CAS social justice senior policy officer Aoife Deery said: “The growing demand for mortgage arrears advice is concerning, and we want to help people access all the help they can.
“Mortgage-holders who claimed Universal Credit during the pandemic can only get help with housing costs nine months after they first start their claim. We expect this has contributed considerably to the increasing number of queries about mortgage arrears.
“There is a real risk that this number could grow as people face the end of payment protections, rising prices in the shops, and soaring energy bills alongside stagnant or falling incomes. Following the Bank of England’s decision to raise interest rates, some mortgage-holders may also see their monthly repayments rise.

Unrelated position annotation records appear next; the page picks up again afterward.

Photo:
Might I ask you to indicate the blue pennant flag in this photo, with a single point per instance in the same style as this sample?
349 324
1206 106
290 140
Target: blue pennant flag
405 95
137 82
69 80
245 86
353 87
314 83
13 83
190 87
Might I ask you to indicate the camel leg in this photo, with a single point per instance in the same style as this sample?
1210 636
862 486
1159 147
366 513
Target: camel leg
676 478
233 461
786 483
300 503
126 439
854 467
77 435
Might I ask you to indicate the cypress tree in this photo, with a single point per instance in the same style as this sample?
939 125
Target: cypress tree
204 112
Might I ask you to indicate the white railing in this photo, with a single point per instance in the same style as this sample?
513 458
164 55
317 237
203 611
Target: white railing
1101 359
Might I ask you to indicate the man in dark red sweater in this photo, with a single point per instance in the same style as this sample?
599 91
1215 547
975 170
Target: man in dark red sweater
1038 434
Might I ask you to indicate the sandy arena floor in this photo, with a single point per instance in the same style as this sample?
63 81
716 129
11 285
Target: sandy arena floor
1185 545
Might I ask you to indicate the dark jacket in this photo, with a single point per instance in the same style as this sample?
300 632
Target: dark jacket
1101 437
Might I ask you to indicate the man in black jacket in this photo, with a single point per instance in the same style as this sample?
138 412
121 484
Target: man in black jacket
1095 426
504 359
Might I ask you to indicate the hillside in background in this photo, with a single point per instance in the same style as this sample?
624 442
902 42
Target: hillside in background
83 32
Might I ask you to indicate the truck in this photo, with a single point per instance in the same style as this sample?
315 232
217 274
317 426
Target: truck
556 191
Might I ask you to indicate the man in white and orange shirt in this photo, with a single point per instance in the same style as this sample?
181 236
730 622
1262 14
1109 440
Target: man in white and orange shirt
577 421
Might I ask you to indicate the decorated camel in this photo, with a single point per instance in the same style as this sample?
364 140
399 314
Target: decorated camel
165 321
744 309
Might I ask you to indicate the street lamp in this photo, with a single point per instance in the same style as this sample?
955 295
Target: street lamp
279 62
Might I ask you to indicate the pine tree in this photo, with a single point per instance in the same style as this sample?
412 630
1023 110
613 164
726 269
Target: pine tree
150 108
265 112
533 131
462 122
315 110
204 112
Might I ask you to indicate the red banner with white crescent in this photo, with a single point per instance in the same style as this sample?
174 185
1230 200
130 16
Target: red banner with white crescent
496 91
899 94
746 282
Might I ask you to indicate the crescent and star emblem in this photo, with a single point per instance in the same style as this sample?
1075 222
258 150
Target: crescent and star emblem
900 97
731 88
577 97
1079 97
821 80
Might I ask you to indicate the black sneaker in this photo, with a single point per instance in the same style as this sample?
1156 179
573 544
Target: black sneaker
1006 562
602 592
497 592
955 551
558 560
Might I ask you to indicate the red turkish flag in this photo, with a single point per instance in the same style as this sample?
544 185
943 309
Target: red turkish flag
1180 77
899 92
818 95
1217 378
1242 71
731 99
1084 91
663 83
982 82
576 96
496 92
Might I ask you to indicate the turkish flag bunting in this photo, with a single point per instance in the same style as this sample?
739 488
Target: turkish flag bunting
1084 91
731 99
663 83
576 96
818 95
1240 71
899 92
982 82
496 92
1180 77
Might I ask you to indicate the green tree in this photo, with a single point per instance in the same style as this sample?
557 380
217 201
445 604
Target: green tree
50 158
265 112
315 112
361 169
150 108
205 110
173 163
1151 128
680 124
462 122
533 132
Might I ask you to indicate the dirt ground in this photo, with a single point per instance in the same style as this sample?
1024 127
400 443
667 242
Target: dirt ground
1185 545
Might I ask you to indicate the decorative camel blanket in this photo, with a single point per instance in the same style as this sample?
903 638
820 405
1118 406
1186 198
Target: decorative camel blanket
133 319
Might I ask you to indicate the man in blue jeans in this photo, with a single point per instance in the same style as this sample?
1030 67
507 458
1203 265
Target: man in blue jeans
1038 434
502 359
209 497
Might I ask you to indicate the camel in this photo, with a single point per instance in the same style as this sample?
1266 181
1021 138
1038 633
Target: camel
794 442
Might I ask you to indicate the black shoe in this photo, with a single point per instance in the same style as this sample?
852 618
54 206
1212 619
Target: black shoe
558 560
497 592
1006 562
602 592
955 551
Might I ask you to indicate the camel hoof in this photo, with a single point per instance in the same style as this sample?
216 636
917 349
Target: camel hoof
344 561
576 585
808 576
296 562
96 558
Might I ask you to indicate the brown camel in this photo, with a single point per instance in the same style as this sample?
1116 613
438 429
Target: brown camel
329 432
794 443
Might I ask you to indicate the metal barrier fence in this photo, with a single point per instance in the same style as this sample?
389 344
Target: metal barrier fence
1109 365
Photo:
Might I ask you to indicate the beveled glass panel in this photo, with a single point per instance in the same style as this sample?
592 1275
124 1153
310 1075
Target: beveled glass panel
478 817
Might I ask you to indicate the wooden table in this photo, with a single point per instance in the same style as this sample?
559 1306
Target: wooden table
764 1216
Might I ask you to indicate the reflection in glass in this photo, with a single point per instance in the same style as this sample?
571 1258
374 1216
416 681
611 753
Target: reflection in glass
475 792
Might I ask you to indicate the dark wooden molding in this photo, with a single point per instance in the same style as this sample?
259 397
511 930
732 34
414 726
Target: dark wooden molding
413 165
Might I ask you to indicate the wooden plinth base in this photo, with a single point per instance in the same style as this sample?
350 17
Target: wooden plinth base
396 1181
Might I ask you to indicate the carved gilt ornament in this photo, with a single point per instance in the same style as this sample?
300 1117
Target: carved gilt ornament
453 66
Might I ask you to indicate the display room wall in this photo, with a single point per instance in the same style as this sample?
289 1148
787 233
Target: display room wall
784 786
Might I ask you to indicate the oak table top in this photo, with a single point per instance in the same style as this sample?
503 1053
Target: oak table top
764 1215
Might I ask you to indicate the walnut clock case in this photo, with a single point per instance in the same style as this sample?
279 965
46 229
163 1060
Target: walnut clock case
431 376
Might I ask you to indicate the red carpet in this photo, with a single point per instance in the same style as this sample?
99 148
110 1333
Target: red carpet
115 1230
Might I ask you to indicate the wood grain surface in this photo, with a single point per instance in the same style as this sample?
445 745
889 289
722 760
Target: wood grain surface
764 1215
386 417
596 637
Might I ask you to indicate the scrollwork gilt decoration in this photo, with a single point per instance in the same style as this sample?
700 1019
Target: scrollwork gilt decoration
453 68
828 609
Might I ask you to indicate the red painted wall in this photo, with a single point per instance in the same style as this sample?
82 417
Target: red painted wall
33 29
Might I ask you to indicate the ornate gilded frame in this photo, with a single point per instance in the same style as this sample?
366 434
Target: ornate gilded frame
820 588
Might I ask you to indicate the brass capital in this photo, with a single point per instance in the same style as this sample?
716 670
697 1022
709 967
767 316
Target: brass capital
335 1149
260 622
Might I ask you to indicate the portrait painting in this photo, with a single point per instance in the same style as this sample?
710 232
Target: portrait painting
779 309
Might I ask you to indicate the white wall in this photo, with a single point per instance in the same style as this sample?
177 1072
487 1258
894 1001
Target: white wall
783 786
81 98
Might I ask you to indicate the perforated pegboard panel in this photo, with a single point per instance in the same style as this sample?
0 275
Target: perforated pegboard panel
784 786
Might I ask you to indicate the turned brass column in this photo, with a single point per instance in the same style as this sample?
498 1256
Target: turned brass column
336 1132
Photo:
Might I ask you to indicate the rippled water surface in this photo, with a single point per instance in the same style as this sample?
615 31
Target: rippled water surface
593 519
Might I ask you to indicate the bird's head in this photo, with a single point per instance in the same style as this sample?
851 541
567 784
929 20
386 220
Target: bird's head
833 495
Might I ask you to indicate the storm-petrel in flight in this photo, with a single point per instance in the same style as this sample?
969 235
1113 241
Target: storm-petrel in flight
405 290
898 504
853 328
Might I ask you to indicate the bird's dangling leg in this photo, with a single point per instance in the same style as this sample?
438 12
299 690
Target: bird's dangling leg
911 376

“Lenders legally have to treat you fairly and consider any request you make to change the way you pay your mortgage. They are expected to do everything they can to come to a payment arrangement and repossessing your home should be the last resort.”
The latest figures from UK Finance shows that serious mortgage arrears – 10 per cent or more of the outstanding balance – grew by 70 cases compared to the previous quarter to 27,980.
Bank of England research from earlier in the year said that payment holidays had “provided significant support to borrowers” and mortgage borrowers.